Public Health Challenges in the Prevention and Management of Urinary Tract Infections in Nigeria
Keywords:
Urinary tract infection;, Nigeria;, antimicrobial resistance;, self-medication; antimicrobial stewardship; public health;, Escherichia coli.Abstract
Background. Urinary tract infections (UTIs) are among the most common bacterial infections in Nigeria, yet their prevention and management are undermined by a distinctive set of public-health challenges—weak diagnostic capacity, widespread self-medication and over-the-counter antibiotic sales, and escalating antimicrobial resistance (AMR).
Objective. To synthesise the public-health challenges in the prevention and management of UTIs in Nigeria, encompassing the burden and microbiology of disease, the drivers of antimicrobial resistance, health-system barriers, and the policy response, and to identify priorities for action.
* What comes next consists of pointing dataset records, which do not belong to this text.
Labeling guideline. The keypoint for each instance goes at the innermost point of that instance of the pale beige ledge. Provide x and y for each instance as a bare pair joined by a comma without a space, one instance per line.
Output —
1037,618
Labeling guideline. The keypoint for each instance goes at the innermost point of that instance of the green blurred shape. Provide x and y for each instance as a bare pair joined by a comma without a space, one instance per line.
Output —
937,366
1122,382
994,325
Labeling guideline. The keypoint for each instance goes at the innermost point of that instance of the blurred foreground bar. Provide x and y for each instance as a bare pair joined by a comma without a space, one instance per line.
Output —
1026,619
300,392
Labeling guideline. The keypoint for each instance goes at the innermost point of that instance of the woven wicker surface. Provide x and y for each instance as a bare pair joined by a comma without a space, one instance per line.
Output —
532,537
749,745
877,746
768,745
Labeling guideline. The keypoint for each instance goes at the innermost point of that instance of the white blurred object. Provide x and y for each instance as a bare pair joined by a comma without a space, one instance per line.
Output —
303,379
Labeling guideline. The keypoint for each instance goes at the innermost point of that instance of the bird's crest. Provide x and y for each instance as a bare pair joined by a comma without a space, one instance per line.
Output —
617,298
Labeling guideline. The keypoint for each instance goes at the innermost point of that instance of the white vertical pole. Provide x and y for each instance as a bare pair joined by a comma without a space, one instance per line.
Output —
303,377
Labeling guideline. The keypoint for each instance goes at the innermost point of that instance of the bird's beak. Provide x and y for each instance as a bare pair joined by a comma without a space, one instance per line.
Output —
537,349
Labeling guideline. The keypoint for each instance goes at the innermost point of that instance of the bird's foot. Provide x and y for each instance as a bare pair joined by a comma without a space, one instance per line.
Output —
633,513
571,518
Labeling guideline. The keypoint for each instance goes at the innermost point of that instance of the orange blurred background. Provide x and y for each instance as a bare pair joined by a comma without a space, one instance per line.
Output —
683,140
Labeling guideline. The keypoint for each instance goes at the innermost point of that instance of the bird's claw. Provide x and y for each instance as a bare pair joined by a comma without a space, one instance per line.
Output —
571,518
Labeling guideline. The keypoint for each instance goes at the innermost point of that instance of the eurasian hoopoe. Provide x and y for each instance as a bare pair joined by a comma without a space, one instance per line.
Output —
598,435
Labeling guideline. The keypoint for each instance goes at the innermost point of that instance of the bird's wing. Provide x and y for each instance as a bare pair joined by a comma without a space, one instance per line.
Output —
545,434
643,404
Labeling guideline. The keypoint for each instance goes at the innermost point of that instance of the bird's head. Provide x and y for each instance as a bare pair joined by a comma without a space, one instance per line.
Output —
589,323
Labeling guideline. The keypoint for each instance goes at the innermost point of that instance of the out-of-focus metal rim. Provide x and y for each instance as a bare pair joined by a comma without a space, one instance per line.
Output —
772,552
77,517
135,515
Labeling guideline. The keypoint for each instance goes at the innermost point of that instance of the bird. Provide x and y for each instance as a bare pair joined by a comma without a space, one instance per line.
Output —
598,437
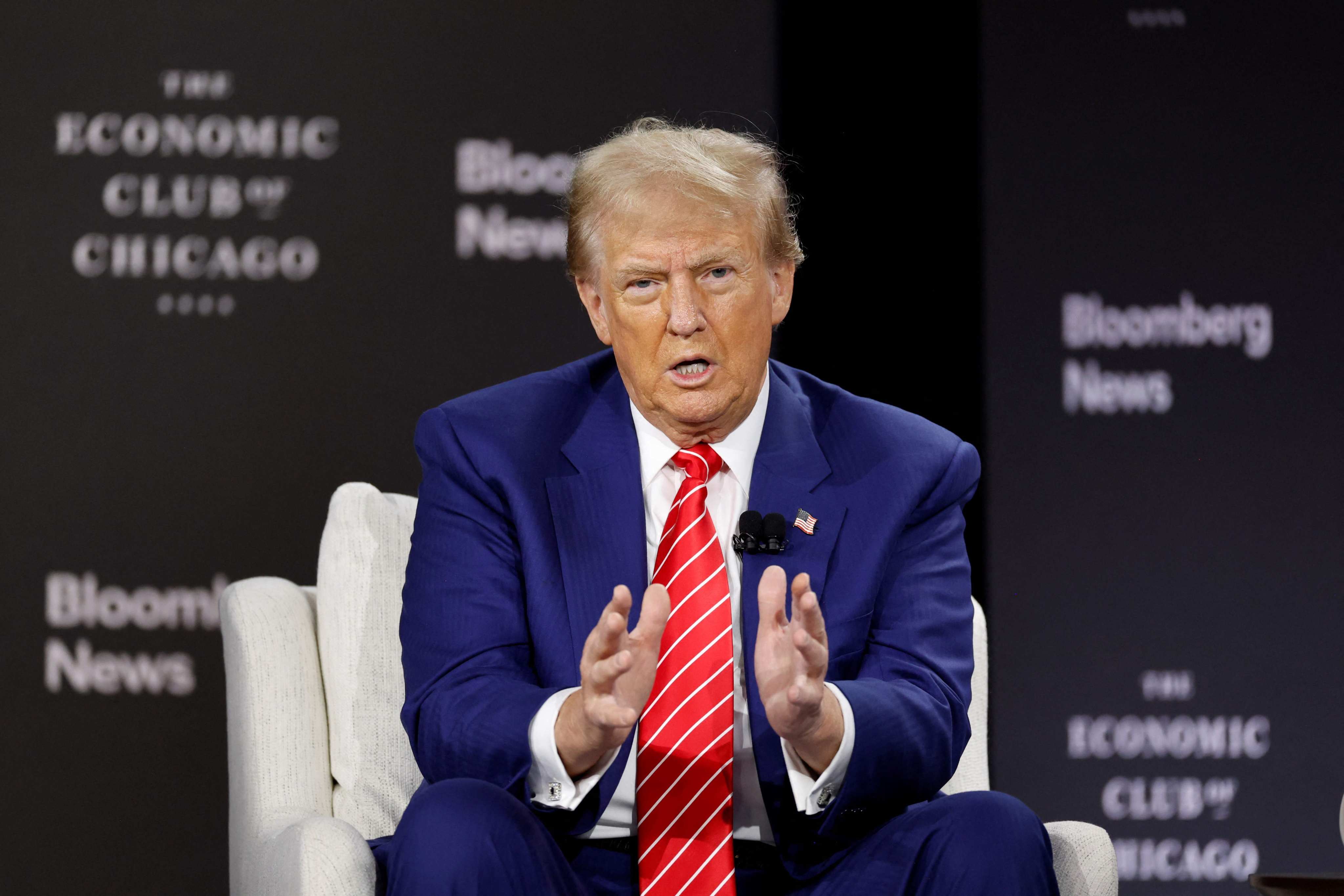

Methods. We conducted a structured synthesis of published Nigerian and West African evidence, including hospital-based microbiological studies, national surveillance and policy documents (notably the National Action Plan on AMR), and the international literature.
Results. Escherichia coli is consistently the predominant uropathogen across Nigerian studies (often around 50–62% of isolates), with women disproportionately affected. Resistance to commonly used oral agents—ampicillin, co-trimoxazole, and increasingly fluoroquinolones—is high and rising, while nitrofurantoin retains comparatively better activity in several settings. Key drivers include very high rates of self-medication (a 2024 national survey reported around 48%), an estimated 60% of antibiotic prescriptions being inappropriate, and widespread over-the-counter sales despite prescription-only regulation. Antimicrobial stewardship programme coverage remains low (around 23% of facilities).
Conclusion. Effective UTI control in Nigeria requires strengthened diagnostic and surveillance capacity, enforcement of prescription-only antibiotic sales, scaled-up antimicrobial stewardship, public education to curb self-medication, and improved water, sanitation, and hygiene—delivered within the One Health framework of the National Action Plan on AMR.